On a quiet, serene morning, cool air passes through my open window. It is 7 a.m.

 The few people walking outside keep quiet. No one chats on their phone, and cars have not even started to roam the streets yet. Pouring out across the paper, the math equations form in my head just as fast as I can jot them down. 

Ever since I’d started the habit of waking up early, my thoughts have seemed clearer and focused. 

Waking up to complete last-minute homework might sound like procrastination — but is it really better to fall asleep halfway through a  project at 3 a.m.? Or worse, falling into an hours-long rabbit hole on YouTube shorts? Instead of staying up late waiting for that one group member to contribute to the 2-week project (only for them to “forget”), waking up early has allowed me to make the final decisions without needing a valid reason to consult with them.

On top of being a great time to ditch communication problems, mornings are also my most productive time of the day. The first one to two hours of daylight provide a quiet space to work and much fewer distractions. 

The benefits of being an early bird are supported by science, too. Waking up with the sun’s morning light reins in the body’s levels of melatonin, a sleep-inducing hormone. Syncing with the sun’s schedule means natural light helps the body’s melatonin daily cycle stay on track, which makes the most out of my few productive hours of the day. This rhythm also helps in reducing sleep inertia, which is the desire to fall back asleep, especially immediately after waking up.

With optimized working conditions, I tend to squeeze the most out of these precious morning hours. Getting out of bed earlier isn’t usually easy, but on the other hand, 8 a.m. deadlines mean that I have to plan with a time constraint. These early morning deadlines are immediate incentives that push me to be even more productive. 
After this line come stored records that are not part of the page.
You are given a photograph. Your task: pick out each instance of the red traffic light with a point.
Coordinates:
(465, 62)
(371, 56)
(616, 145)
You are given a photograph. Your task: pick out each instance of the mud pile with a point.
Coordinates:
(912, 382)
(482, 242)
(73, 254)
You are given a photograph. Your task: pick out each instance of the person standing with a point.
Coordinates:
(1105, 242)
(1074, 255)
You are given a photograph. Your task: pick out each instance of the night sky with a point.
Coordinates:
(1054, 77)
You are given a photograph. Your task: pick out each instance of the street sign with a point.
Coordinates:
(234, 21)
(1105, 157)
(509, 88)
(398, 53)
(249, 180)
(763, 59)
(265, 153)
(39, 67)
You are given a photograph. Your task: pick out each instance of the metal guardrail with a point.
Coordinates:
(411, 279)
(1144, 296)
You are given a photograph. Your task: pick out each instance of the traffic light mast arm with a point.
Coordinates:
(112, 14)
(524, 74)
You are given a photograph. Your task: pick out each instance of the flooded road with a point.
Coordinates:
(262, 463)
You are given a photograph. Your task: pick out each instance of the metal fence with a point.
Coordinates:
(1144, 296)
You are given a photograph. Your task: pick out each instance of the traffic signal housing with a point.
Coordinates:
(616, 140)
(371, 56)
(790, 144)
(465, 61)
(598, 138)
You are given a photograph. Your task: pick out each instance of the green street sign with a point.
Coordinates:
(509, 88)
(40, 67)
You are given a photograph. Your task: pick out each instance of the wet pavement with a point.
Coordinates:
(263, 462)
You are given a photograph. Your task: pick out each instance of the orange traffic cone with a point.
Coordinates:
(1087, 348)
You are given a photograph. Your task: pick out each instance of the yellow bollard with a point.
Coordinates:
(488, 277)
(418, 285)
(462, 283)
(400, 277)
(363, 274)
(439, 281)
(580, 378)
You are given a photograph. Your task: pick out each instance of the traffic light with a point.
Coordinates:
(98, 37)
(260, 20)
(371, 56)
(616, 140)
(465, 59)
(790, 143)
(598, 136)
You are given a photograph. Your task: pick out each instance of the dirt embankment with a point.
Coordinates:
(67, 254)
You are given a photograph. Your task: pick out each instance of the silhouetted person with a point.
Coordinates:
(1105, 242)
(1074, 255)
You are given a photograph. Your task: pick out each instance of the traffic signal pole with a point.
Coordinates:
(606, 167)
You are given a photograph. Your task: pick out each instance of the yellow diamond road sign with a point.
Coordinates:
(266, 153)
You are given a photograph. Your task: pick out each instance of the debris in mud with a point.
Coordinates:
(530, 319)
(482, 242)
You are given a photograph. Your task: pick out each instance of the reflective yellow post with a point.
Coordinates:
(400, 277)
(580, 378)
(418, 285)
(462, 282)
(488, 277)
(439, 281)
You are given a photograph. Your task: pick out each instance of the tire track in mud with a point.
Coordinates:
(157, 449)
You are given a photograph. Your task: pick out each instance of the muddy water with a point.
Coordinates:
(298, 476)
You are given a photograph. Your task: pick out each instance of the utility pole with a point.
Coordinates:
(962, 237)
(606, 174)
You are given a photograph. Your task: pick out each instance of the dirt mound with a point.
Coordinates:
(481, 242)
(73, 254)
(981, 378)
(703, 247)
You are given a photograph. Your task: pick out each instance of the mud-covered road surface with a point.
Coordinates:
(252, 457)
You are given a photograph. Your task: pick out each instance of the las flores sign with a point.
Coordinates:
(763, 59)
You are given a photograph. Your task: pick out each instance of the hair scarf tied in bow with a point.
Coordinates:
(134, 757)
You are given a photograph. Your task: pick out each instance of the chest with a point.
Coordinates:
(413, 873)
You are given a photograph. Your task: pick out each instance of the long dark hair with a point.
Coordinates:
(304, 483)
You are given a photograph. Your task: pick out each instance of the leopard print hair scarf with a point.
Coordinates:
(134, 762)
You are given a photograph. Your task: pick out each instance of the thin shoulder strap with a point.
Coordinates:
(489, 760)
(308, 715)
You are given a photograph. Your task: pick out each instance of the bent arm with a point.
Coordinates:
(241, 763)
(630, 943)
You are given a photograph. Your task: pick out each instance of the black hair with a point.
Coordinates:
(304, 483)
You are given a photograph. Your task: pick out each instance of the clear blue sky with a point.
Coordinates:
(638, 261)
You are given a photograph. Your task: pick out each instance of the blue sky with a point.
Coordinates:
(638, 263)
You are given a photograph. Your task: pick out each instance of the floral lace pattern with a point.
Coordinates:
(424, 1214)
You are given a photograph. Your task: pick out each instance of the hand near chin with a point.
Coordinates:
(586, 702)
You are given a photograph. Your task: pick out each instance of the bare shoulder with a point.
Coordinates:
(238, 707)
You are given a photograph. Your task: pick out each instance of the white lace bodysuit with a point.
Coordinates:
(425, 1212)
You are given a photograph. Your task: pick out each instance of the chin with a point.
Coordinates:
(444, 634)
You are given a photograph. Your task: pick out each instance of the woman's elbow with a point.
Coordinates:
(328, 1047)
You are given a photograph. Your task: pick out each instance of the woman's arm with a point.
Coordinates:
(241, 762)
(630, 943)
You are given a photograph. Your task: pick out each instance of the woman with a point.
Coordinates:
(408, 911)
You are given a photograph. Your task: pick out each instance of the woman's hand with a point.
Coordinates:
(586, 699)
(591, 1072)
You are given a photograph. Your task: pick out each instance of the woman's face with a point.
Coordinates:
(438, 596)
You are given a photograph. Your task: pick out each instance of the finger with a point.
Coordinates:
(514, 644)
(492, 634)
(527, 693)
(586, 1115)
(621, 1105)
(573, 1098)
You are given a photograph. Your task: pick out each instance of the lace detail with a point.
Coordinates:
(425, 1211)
Setting my goal of finishing the close read in 10 minutes means that I can be fully engaged. As a result, if I finish work in less time, I won’t have to wake up as early, allowing myself more sleep. The goal transforms from merely finishing an assignment to finishing it as efficiently as possible. Being able to cram in more sleep is easily a motivating factor that I’m sure I’m not alone in. 

This early start to the day has made me more aware of how much sleep I should strive to get. Since quitting the mindset of needlessly staying up late just for the sluggish, endless hours of nighttime blurriness, I’ve realized just how much more I can accomplish, immersed in mornings of clarity.